Health Blog: Solutions & Wellness Tips

How to Stay Committed To Your New Year's Resolution for 2023

With New Year’s Eve just right around the corner, we thought now would be a great time to talk about resolutions. Many people see the new year as a clean slate and a fresh opportunity to start the year off on the right foot—and stay on it—over the proceeding 12 months with one or more resolutions. Setting a new year’s resolution is noble and can absolutely pay off in major ways, but as we all know, setting a resolution isn’t the hard part. It’s keeping the resolution for the whole year.

It should come as no surprise that success rates for keeping a resolution start off high in the first few weeks of the new year, then drop gradually as the year continues. Statistics vary on how many people do stick with their resolution for the entire year, but some studies have found that it can be as low as 9% or as high as 55% of individuals. However, one thing is clear: those who set a resolution are significantly more likely to change their behavior than those who don’t make these yearly goals. Therefore, it’s better to focus on the potential benefits of setting resolutions than the discouraging odds sticking to them. It also helps to have a strategy to help you keep your resolutions for as long as possible, and that’s what we’re here for.
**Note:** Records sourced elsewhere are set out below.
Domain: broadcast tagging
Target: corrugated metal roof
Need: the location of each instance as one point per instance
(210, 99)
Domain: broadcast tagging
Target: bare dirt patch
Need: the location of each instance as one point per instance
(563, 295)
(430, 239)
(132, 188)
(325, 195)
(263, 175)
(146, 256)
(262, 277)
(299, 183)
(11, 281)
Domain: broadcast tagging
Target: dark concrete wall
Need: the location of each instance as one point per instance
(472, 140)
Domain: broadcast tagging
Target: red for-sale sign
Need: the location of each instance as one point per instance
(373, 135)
Why don’t most resolutions stick?

New year’s resolutions vary widely across the board, but there are some popular ones that stand out. Among the most common resolutions are exercising more and improving one’s fitness, losing weight, saving money, and improving one’s diet. Some studies have also reported that more than half of people keep the same resolutions as the previous year, suggesting a desire to overcome initial failures with these resolutions.
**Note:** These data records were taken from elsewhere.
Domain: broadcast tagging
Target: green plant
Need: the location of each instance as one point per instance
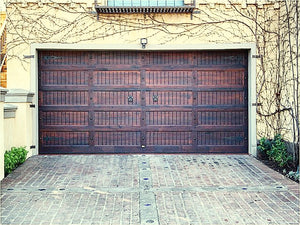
(294, 175)
(278, 152)
(264, 146)
(14, 158)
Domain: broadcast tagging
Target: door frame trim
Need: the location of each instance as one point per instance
(251, 47)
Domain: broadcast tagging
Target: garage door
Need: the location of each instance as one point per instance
(143, 102)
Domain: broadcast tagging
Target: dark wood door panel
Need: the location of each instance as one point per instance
(143, 102)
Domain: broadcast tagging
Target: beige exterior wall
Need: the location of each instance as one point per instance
(74, 25)
(2, 148)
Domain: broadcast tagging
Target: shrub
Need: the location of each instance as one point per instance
(264, 146)
(14, 158)
(276, 150)
(294, 175)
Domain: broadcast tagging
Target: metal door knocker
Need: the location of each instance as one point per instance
(130, 99)
(155, 98)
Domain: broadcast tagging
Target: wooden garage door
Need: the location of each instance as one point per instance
(143, 102)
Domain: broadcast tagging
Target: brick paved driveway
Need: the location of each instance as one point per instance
(147, 189)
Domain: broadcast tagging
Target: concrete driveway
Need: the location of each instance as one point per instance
(148, 189)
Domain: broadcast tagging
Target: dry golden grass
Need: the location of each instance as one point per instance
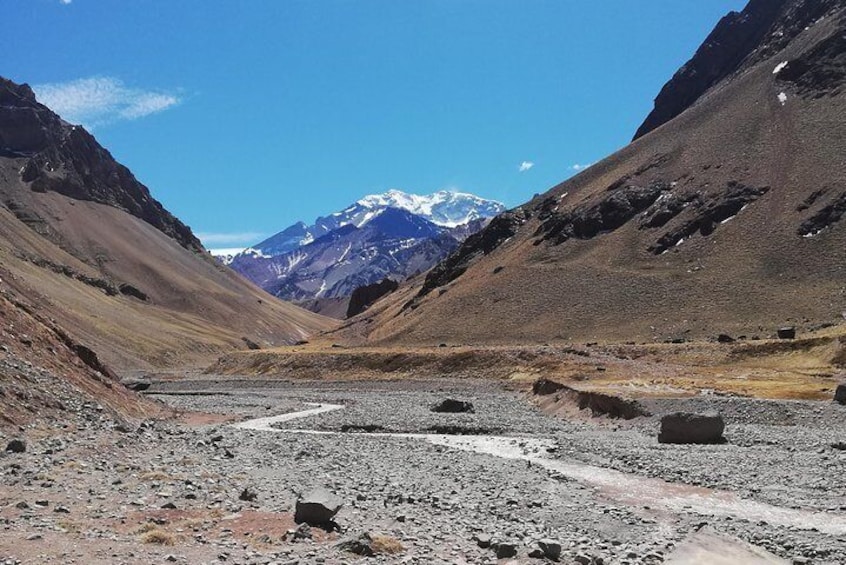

While there’s no single reason most people don’t stick with their resolutions, one common problem is starting out strong with ambitions that are too high and a regimen that’s too difficult, only to find out that maintaining it in the long term is not feasible. Many individuals also set resolutions that are far too general—like “lose weight” or “eat healthier”—which can be difficult to measure and quantify. In addition, it’s important to note that truly changing one’s habits in the long term is extremely difficult, which is why so many people eventually resort back to their old ways as time passes.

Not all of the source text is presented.